Pemerintah China justru memilih menaikkan subsidi untuk kelompok masyarakat yang terkena dampak paling besar dari kenaikan harga. Mereka yang mendapat subsidi antara lain adalah pada petani.
Subsidi juga diberikan kepada China Petroleum & Chemical Corp, sebagai pengolah minyak. Pemerintah memberikan kompensasi karena BBM yang dihasilkan oleh BUMN itu dijual lebih murah daripada biaya produksinya.
Sementara itu, Vietnam justru memilih mengurangi subsidi dengan melepas harga sejumlah produk BBM mengikuti mekanisme pasar. Kebijakan tersebut akan dimulai tahun depan dengan target awal menghilangkan subsidi solar.
Langkah itu juga merupakan bagian dari komitmen mereka sebagai anggota Organisasi Perdagangan Dunia. Pencabutan subsidi akan mendorong liberalisasi bisnis hilir migas di negara itu dengan membuka peluang perusahaan migas multinasional masuk meramaikan pasar.
Pemerintah Vietnam menyatakan optimis masyarakat siap dengan harga BBM yang naik-turun sesuai dengan kondisi pasar. Langkah paling ekstrem diambil Pemerintah Venezuela.

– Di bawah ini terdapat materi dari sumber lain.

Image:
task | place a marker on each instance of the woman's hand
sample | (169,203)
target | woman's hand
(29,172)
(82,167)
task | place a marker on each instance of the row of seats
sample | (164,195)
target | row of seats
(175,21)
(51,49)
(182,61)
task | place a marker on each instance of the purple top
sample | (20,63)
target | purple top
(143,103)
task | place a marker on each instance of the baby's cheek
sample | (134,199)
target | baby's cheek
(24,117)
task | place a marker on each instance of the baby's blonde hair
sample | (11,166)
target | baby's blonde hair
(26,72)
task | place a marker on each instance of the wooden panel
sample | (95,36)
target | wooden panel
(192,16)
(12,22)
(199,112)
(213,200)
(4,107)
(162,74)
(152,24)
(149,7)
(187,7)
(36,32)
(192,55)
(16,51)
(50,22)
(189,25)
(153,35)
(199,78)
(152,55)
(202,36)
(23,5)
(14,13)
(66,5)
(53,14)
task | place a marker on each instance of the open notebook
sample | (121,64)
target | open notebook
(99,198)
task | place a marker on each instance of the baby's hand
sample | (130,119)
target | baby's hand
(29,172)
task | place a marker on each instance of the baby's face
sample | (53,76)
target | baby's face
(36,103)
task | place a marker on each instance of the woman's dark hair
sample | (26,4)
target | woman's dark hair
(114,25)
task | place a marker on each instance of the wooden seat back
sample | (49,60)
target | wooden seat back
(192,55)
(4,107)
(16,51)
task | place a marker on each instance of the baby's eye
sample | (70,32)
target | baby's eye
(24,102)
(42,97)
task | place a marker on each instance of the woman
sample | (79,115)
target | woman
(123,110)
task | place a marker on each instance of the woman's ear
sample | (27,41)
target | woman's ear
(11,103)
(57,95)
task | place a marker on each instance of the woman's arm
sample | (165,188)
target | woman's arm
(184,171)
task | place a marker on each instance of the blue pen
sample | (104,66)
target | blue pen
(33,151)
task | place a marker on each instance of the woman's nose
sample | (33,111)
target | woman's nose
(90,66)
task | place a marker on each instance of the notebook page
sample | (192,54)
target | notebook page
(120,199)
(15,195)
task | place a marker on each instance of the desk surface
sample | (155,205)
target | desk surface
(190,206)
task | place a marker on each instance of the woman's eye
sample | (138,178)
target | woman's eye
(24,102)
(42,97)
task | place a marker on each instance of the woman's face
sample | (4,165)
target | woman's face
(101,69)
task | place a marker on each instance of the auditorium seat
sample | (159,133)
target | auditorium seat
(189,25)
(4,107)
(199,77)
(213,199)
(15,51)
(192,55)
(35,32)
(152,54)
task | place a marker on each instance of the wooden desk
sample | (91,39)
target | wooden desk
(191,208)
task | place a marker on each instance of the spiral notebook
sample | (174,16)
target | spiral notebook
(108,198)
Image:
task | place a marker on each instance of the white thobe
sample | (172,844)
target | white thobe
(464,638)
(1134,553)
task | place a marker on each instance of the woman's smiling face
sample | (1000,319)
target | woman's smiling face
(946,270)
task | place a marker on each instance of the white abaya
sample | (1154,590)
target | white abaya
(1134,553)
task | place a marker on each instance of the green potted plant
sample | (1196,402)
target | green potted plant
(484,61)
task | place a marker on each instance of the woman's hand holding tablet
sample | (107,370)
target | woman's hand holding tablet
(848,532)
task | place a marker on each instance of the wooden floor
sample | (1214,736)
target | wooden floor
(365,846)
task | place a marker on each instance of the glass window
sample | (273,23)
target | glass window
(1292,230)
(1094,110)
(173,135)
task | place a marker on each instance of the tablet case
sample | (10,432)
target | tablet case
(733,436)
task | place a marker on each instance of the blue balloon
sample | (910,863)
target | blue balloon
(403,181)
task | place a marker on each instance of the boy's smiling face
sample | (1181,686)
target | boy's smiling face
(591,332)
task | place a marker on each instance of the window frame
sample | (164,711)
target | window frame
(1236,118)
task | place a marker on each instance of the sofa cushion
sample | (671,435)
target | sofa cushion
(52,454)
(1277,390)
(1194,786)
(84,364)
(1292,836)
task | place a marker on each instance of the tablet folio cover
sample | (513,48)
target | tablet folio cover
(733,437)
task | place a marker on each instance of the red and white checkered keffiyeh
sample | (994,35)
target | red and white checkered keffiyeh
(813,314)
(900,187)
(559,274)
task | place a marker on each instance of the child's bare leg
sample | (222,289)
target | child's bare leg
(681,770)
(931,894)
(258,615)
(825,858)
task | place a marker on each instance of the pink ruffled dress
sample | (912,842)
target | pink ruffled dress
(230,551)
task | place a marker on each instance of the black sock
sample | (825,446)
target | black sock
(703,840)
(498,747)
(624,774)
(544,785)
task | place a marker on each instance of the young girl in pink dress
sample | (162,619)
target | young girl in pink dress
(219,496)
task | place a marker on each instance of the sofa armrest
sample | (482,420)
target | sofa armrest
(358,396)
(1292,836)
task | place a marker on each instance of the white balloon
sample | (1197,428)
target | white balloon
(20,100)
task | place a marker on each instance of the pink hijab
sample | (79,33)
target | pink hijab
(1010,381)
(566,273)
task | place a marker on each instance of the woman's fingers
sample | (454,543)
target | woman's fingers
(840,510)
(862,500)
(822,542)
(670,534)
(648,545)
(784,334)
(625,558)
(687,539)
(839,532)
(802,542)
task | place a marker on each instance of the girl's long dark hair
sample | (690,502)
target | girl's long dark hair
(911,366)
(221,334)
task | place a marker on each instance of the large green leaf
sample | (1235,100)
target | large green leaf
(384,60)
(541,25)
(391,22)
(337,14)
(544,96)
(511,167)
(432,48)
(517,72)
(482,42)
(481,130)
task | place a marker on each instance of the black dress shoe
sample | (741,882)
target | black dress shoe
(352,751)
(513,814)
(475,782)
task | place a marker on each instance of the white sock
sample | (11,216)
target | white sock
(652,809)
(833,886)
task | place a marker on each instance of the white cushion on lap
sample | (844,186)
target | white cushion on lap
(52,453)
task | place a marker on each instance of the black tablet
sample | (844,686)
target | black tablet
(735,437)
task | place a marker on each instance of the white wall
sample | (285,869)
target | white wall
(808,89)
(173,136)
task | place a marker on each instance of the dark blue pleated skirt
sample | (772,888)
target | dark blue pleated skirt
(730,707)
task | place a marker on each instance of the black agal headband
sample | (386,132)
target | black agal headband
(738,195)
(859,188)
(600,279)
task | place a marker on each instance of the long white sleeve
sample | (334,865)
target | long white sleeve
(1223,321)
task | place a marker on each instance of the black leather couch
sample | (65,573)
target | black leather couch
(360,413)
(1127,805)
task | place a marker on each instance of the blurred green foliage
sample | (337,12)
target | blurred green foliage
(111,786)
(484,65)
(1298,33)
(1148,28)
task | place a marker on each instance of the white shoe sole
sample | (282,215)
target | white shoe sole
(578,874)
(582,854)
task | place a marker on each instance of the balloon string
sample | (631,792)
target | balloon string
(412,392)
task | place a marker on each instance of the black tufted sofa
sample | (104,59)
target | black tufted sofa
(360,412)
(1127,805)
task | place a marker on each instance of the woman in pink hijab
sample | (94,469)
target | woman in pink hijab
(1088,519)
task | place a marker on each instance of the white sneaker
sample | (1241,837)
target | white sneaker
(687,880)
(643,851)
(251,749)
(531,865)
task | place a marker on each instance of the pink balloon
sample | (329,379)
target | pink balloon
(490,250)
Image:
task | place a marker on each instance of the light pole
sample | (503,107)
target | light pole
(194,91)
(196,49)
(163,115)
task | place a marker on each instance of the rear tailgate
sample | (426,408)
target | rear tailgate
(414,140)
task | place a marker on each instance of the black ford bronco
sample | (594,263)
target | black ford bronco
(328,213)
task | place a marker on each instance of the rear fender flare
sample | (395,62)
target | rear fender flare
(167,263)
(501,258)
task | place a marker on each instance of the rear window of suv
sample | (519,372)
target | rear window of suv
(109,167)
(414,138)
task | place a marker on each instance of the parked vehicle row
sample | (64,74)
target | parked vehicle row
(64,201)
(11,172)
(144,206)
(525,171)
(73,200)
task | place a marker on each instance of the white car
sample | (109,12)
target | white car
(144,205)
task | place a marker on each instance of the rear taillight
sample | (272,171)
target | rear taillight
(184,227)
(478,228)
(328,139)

Kenaikan harga minyak dijadikan momentum untuk mengambil manfaat sebesar-sebesarnya. Presiden Hugo Chavez mengultimatum perusahaan-perusahaan migas asing bahwa negara harus memiliki porsi dominan di blok-blok minyak yang produksinya besar.
Hasilnya, dari sekian banyak perusahaan migas yang beroperasi, hanya ExxonMobil dan ConocoPhillips yang memilih hengkang. Adapun Indonesia baru berencana menaikkan porsi kepemilikan nasional menjadi 20 persen pada blok migas yang sudah produksi dalam Perubahan Peraturan Pemerintah Nomor 34 Tahun 2005.
Begitu terpesonanya kita pada sihir minyak sampai-sampai potensi sumber daya alam lain terlupakan. Padahal, tahun 2007 produksi batu bara Indonesia diperkirakan bakal mencapai 198.000 juta ton atau naik 23 persen dibandingkan dengan tahun 2006.
Pemerintahan SBY telah mengambil opsi menaikkan harga BBM untuk masyarakat pada tahun 2005. Pil pahit yang sama, sepertinya tidak terhindarkan, bakal kembali ditelan. Namun, sekiranya pemerintah bisa menimbang ulang. Melesetnya hitungan penerimaan negara tahun depan sangat mungkin terjadi ketika target produksi minyak tidak tercapai karena pemerintah menetapkan target yang sangat ambisius, yaitu 1,084 juta barrel.
Target diistilahkan para pelaku industri migas sebagai jauh dari kenyataan dan sulit untuk tercapai. Upaya mendorong percepatan produksi minyak dengan menyatukan seluruh koordinasi di bawah pengawasan Wakil Presiden tidak akan berpengaruh banyak.
Sungguh tidak bijak jika masyarakat harus menanggung akibat dari kesalahan perhitungan yang ditetapkan pemerintah.